Die Hölle, die der Reiche in unserem Gleichnis erlebt, erleben manche unserer Zeitgenossen ansatzweise schon hier auf Erden – heißt: manche bereiten sich und anderen ›die Hölle auf Erden‹. Davor aber will Jesu Gleichnis uns bewahren! Es will uns herzlich anleiten, anders zu leben, andere Impulse zu setzen, anders zu gewichten, nicht auf ›die falschen Pferde‹ zu setzen! Es will uns anleiten, die Augen nicht zu verschließen vor der Armut, vor dem Elend und der Not anderer Menschen! Es will uns anleiten, den Armen in unserer Nähe zu sehen: den einsamen Nachbarn, der auf ein freundliches Wort wartet – die Frau im Altersheim, die von niemandem besucht wird – den Jungen, der auf der Straße umherirrt und nicht weiß, was er mit sich anfangen soll … Den Armen in meiner Nähe entdecken: den verschämten Armen ebenso wie den armen Reichen: mit den Augen des Herzens sehen. Nicht von oben herab auf andere Menschen herabsehen / andere Menschen auch nicht übersehen – nein, mit den Augen des Herzens in den je einzelnen Mitmenschen tiefer hineinsehen und es wagen, ihn in Güte anzusprechen …

Diakonie ist angesagt, Nächstenliebe hier bei uns vor der Haustür. Diakonie ist nicht nur angesagt, wenn die jährliche Diakonie-Sammlung offiziell eröffnet wird.

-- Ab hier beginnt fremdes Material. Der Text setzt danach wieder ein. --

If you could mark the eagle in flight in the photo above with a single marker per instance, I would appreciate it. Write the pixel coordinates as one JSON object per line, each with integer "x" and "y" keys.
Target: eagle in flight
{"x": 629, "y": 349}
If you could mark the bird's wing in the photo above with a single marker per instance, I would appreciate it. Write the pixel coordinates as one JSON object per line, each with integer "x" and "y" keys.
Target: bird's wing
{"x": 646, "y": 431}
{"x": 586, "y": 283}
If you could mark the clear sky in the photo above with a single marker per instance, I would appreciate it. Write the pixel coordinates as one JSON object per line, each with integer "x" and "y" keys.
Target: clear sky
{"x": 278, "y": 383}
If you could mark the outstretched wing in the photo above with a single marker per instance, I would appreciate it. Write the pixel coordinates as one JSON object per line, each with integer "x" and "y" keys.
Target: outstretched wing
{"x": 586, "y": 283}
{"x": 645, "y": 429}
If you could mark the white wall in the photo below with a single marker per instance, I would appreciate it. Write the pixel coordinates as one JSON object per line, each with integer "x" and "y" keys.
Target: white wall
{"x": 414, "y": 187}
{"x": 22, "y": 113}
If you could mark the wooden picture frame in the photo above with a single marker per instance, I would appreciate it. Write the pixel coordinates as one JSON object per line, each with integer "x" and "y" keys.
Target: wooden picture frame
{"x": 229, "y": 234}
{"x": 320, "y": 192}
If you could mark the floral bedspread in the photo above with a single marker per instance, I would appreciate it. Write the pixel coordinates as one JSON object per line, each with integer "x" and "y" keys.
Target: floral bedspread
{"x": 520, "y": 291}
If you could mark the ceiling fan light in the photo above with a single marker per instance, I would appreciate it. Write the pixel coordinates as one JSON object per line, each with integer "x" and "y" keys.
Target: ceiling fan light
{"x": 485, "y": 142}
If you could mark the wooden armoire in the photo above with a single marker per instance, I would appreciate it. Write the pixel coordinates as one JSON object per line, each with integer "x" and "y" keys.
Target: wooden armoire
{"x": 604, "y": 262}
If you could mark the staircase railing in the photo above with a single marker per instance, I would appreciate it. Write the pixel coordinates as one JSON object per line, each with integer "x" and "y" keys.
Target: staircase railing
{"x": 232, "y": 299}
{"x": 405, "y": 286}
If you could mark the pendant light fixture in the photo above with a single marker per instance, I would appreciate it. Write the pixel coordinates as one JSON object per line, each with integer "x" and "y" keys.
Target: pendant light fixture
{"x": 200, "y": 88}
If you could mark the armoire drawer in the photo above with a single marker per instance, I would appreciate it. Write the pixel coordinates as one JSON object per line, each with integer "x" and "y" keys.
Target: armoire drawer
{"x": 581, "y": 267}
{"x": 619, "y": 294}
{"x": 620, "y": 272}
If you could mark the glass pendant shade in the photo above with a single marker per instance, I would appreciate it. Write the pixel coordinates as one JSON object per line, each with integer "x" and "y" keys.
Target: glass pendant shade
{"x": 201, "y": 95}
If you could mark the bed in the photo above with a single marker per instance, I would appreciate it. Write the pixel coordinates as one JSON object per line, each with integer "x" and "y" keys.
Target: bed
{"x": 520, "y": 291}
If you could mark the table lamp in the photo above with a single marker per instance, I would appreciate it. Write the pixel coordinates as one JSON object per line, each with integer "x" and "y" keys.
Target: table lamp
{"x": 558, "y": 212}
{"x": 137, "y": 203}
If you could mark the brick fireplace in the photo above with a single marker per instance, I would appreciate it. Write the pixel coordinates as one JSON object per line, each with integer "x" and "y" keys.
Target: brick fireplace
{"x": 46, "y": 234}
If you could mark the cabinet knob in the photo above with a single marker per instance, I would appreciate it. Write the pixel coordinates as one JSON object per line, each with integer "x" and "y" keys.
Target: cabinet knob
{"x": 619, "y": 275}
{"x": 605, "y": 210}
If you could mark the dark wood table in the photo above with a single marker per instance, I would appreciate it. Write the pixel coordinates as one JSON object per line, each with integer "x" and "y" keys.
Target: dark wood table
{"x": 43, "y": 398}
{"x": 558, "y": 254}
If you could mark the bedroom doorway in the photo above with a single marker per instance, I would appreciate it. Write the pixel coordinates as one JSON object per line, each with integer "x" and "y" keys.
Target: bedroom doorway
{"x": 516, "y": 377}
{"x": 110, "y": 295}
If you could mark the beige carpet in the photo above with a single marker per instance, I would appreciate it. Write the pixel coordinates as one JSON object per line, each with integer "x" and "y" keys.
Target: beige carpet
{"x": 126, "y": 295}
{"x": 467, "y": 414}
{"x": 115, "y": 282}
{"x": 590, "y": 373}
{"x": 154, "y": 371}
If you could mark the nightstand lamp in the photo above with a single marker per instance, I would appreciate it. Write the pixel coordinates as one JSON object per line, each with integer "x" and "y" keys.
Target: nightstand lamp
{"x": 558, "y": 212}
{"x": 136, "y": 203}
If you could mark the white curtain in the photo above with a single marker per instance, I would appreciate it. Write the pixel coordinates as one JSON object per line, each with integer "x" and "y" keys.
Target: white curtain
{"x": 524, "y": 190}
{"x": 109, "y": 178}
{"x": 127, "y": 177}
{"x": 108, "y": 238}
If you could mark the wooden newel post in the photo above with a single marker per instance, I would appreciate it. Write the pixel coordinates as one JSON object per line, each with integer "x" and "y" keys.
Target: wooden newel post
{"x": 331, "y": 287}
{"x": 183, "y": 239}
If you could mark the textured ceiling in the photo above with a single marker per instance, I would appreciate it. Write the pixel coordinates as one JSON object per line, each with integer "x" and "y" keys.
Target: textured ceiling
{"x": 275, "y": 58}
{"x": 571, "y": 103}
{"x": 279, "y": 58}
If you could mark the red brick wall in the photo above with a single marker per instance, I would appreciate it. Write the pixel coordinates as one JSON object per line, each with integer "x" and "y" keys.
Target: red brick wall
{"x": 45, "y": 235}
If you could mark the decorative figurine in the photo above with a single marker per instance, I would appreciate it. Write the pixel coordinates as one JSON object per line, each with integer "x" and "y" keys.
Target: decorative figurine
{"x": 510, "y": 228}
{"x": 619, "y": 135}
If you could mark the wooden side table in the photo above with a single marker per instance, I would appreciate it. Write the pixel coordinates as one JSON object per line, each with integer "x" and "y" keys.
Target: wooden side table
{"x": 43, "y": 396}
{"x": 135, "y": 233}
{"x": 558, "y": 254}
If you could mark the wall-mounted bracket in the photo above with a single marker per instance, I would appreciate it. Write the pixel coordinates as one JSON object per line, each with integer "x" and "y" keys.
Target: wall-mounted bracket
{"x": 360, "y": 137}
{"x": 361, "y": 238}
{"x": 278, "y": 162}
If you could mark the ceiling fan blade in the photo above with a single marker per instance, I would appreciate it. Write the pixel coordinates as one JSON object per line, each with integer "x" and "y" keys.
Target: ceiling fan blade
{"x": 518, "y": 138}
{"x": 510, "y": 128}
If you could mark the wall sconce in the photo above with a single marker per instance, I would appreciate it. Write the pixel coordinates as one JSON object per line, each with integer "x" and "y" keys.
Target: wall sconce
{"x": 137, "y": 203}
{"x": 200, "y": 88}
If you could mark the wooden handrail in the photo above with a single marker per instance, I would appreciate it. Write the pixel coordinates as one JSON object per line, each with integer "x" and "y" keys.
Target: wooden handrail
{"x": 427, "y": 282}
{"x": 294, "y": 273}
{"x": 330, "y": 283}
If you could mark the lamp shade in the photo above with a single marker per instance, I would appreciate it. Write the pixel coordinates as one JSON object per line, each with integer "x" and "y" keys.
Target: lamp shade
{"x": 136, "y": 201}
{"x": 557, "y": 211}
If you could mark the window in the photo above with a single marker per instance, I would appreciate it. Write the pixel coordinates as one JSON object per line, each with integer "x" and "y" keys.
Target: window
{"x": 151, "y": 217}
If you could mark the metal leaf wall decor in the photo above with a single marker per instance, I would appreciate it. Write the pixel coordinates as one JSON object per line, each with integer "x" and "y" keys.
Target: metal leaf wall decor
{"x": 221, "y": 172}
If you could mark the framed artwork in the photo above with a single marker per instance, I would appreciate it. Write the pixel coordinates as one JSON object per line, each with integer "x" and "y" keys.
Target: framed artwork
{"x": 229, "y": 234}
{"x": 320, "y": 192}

Gewiss, niemand von uns wird alles tun können, für alles sorgen, für alles und jeden spenden können – aber jeder von uns kann und soll von Gott her ganz Konkretes tun, und sei es, dass er sich um zwei ihm bisher fremde Mitmenschen in seiner Umgebung liebevoll kümmert – sei es, dass er sich um einen einzigen Angehörigen kümmert, ihn liebevoll pflegt. Möglichkeiten, Gutes zu tun und Gottes Güte weiterzutragen, solche Möglichkeiten gibt es für jeden von uns mehr als genug!

»Vater Abraham«, sagte der Reiche schließlich, »schick doch wenigstens den Lazarus, dass er meine fünf Brüder warnt …« Auffällig auch dies: Der Reiche kennt immerhin sogar den armen Lazarus mit Namen, er hätte also Bescheid wissen können, was zu tun ist – aber: er hat es nicht getan! – Abrahams Antwort auf die Bitte des Reichen für seine Brüder: »Sie haben Mose und die Propheten, die sollen sie hören …«

Mehr braucht´s nicht, und mehr gibt es auch nicht, auch für uns nicht. Keinen schlagkräftigen Beweis, keinen Lazarus, der mal so eben springt und schnell ›die Kohlen aus dem Feuer‹ holt – kein überwältigendes Wunder, nein, die Bibel allein und die Gebote Gottes, das muss reichen! Und wem das nicht reicht / wer daraufhin nicht zur Besinnung und zur Umkehr kommt, dem kann man nicht mehr helfen! Mit dem geht es ›bergab‹ …!

Ob die fünf Brüder sich überhaupt von einem Lazarus hätten beeindrucken lassen (?) / ob sie sich überhaupt auf das Zeugnis der Bibel eingelassen hätten: wer weiß … Wie gerne aber hätte der eine Reiche seine reichen Brüder und seine reichen Schwestern hier auf Erden noch rechtzeitig gewarnt! – Hören wir die konstruktiv-kritische, die wohlwollende Stimme? Hoffentlich hören wir Gottes Stimme, hoffentlich achten wir Sein Wort und Seinen Willen! Amen.